# Got router a week ago, these are my first impressions of it.



## NiteWalker (May 7, 2011)

Congrats, it's a great kit, just a bit expensive for me.
The plunge base is one of the best out there (same as the dewalt 6182) and dust collection works very well.

I hate spindle locks too. I'm not sure if you can with the 890, but I;d just get another wrench and use the two wrenches. I do it with all my routers.


----------



## rkober (Feb 15, 2012)

Thanks for the review. I got the same one (but with the vac handle) a few months ago to backup my older Bosch. There's some things I like better on my old Bosch but others that I really like on the new PC. I actually like the spindle lock. The collets release the bit much easier than my old router. The depth stop is so-so and I miss the fine adjustment. I love the loose motor design which also works great with a lift (which is the main reason I got the new router). I hope it serves you well for many years.


----------



## surfin2 (Oct 24, 2009)

*I don't know If I like how the motor locks into the base*

They *brake very easy* so be very careful with how you use it…

Use it vary sparingly…

It's a very handy feature til it brakes…


----------



## RogerM (Oct 31, 2011)

I have a host of PC routers and love them all. Very functional and reliable with plenty of power.


----------



## ic3ss (Oct 19, 2010)

I bought the same kit from Amazon a year ago.

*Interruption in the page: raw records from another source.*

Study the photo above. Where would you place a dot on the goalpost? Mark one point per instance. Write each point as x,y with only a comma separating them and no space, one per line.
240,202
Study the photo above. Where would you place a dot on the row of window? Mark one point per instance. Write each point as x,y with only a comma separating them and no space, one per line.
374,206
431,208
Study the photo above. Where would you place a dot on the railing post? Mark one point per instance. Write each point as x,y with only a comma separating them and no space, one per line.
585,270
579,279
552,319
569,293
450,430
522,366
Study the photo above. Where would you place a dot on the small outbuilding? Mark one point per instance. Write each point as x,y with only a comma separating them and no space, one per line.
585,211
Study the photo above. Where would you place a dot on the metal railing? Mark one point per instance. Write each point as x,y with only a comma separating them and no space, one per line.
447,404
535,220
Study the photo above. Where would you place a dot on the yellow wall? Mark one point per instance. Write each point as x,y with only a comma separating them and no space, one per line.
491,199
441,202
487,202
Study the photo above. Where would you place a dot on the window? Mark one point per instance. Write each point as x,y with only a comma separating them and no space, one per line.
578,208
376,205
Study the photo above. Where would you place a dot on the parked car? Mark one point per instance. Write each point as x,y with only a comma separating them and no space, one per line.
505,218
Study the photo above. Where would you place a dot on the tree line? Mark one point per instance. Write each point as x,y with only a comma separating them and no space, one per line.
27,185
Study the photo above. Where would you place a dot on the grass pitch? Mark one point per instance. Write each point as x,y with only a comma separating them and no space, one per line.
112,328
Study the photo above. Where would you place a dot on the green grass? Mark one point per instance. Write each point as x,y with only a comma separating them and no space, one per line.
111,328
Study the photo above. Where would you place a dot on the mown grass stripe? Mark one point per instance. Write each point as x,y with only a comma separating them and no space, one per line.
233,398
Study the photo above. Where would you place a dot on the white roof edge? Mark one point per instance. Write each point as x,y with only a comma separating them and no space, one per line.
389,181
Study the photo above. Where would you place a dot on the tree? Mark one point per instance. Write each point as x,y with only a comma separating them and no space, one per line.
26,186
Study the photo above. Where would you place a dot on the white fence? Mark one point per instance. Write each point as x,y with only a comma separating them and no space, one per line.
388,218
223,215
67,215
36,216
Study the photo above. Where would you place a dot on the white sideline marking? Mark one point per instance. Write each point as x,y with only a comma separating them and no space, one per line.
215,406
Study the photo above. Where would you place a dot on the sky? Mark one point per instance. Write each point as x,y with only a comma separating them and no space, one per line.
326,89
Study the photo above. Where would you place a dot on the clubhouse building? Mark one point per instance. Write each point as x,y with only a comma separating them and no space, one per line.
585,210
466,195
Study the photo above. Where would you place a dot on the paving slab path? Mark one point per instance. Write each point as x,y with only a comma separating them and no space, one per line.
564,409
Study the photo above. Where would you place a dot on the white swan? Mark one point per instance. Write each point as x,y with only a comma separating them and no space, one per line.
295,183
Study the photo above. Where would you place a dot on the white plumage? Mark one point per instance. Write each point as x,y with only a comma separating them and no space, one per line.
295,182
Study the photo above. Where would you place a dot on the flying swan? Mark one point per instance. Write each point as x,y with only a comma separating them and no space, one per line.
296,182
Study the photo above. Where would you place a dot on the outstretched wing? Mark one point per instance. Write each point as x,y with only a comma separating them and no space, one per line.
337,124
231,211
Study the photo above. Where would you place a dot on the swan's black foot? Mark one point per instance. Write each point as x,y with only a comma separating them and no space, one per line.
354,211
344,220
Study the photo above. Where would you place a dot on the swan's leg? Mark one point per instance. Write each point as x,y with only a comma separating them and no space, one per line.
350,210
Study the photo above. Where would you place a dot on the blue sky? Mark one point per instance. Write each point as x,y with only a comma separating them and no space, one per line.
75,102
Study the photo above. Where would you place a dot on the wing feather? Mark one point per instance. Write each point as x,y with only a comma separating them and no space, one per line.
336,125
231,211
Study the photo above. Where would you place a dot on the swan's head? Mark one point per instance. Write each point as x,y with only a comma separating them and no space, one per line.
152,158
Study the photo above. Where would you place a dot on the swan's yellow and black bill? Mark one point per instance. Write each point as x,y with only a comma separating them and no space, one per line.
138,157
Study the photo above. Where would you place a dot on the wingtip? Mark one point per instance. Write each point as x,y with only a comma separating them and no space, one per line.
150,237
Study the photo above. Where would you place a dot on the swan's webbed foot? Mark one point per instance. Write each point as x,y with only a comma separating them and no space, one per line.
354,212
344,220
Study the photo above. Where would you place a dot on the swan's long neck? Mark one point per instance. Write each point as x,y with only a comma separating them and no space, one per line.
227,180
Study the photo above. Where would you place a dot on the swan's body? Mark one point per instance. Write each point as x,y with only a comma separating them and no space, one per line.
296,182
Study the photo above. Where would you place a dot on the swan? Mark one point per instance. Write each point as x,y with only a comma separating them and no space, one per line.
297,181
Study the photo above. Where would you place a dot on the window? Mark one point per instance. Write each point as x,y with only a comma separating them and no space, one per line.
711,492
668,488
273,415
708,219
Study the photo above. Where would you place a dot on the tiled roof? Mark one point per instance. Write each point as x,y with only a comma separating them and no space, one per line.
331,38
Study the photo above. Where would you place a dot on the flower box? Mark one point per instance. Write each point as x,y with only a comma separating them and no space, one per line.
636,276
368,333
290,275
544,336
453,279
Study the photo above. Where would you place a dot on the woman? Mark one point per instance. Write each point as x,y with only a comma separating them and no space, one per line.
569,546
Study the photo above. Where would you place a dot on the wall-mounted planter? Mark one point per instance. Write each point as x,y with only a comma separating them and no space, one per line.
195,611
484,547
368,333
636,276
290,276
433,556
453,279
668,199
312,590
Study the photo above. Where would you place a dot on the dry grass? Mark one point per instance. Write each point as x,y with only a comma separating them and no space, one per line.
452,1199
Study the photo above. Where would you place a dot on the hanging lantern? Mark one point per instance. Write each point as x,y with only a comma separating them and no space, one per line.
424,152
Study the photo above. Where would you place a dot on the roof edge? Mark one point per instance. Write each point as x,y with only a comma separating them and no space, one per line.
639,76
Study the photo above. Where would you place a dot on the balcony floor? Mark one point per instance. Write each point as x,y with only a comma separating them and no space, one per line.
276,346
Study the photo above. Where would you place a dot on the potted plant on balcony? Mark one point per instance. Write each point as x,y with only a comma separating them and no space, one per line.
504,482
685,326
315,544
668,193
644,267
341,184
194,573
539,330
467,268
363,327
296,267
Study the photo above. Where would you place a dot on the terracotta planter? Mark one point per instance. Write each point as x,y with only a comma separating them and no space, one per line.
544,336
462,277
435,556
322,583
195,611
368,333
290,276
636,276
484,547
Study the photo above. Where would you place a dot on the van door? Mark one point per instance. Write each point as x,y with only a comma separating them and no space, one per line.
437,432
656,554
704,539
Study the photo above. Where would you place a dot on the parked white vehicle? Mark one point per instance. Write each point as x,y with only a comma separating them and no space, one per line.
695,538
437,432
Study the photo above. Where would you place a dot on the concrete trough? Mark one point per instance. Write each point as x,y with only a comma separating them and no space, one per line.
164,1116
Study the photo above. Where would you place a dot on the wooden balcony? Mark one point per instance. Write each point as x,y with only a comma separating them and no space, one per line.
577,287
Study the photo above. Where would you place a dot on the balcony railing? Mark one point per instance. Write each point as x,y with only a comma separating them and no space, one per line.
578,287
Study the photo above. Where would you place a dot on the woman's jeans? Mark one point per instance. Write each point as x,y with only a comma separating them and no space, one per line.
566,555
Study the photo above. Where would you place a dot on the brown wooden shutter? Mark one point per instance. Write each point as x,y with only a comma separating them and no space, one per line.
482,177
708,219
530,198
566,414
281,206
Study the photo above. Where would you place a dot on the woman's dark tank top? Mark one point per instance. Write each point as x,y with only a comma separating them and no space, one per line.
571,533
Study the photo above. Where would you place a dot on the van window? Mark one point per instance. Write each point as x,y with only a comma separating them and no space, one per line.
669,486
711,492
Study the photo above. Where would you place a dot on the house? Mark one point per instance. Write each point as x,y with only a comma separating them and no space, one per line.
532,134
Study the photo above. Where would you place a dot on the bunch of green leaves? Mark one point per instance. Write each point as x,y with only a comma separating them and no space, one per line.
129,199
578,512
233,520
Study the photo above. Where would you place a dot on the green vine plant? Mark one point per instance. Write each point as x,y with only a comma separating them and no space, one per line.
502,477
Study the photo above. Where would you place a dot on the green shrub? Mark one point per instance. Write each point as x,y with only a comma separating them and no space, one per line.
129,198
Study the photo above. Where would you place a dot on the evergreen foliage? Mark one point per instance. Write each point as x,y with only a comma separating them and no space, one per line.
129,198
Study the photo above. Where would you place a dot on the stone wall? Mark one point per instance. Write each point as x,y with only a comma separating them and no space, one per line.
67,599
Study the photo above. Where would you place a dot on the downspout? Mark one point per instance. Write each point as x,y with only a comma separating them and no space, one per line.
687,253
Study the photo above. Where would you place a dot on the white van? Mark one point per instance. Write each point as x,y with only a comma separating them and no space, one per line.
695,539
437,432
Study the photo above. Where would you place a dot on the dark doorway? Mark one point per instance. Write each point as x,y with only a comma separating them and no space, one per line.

I've been using it all year in the plunge base and in the fixed base in my table and it's a great tool in both uses. I love the power and the smoothe start. When I wrote my review of it I had to address some of the complaints that I've read around the web about it and I've come the conclusion that many, if not most, of them are related to how the tool is being used and not build quality. With a little common sense and realistic expectations, this router will perform very well for a very long time.


----------